Posted on 03/31/2009 12:12:44 AM PDT by bruinbirdman
Serves as a reminder that there were, once upon a time, a few human beings on the planet with a full set of balls.
Back in day, I never trusted anyone who didn’t drink in morning.
Edward Teller (an Hungarian Gentile) attributes it to other cultural factors in the German scientific community. Fission was certainly discovered by a German and there were plenty of German physicists who knew what it would take to make a bomb. (The Germans spent more on the militarily useless V2 than the Americans spent on the Manhattan project, so they did not fail for lack of resources.)
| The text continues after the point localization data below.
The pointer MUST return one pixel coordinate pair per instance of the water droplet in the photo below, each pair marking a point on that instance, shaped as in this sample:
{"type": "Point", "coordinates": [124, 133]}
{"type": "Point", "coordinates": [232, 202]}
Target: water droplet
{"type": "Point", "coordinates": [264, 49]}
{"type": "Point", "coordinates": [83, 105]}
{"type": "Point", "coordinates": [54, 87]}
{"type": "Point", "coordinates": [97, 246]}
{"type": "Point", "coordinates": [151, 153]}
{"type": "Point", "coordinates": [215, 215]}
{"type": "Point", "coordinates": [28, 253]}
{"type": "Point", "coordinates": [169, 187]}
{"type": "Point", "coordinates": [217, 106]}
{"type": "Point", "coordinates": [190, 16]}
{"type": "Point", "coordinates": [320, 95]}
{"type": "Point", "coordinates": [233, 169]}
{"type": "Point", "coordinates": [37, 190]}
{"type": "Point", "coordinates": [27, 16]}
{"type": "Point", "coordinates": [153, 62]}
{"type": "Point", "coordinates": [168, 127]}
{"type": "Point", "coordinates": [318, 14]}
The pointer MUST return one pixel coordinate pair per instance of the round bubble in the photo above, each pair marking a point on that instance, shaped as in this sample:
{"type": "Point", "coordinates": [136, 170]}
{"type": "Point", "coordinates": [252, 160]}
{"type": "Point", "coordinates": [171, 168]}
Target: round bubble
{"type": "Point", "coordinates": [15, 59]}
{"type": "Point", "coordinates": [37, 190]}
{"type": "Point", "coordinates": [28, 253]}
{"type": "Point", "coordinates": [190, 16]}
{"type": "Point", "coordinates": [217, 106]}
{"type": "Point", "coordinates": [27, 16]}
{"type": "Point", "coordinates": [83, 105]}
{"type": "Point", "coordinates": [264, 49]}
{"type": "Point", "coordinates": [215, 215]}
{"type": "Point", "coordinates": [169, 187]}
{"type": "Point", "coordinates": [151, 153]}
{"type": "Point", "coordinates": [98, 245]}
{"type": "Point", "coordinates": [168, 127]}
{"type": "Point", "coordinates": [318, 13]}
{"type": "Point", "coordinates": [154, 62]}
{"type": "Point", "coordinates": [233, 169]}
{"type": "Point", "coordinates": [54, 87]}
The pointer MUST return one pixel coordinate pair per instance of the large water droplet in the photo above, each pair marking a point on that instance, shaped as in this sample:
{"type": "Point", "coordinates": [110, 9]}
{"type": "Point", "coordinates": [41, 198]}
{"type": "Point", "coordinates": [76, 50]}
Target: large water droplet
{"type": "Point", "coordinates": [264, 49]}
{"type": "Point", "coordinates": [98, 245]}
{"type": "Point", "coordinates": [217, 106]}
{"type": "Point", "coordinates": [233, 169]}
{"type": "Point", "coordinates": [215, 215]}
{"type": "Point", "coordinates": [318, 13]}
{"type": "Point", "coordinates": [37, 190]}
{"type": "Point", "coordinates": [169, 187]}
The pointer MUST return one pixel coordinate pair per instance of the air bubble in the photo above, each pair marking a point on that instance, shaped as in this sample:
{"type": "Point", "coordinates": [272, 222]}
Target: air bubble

As Teller tells it, early attempts at making a nuclear reactor were fustrated because normal commercial grade carbon is contaminated with boron, a neutron absorber. Leo Szilard, another Hungarian physicist, who had been a chemist, and was at Columbia at the time, recognized this and the Americans (and Fermi, also a Gentile) succeeded in making a nuclear reactor by using far more expensive reagent grade carbon. Teller claims that Heisenberg, who was leading the German efforts, would never have talked to a chemist.
Yes, but der Fuehrer had his own vices, namely, amphetamines, injected several times daily....
Churchill was a great man, but had real issues nontheless. During WWII, he underwent fits of debilitating depression. He probably needed alcohol as a pick-me-up to face the day.
In one of Churchill's better biographies -- The Last Lion, I believe -- the author mentioned that Churchill was rarely, if ever, completely sober during his entire adult life. He wasn't a drunkard, but he always had alcohol in his bloodstream.
As for his depression, he called it his "little black dog," that followed him around his entire life. Depression seems to be the mark of many great people.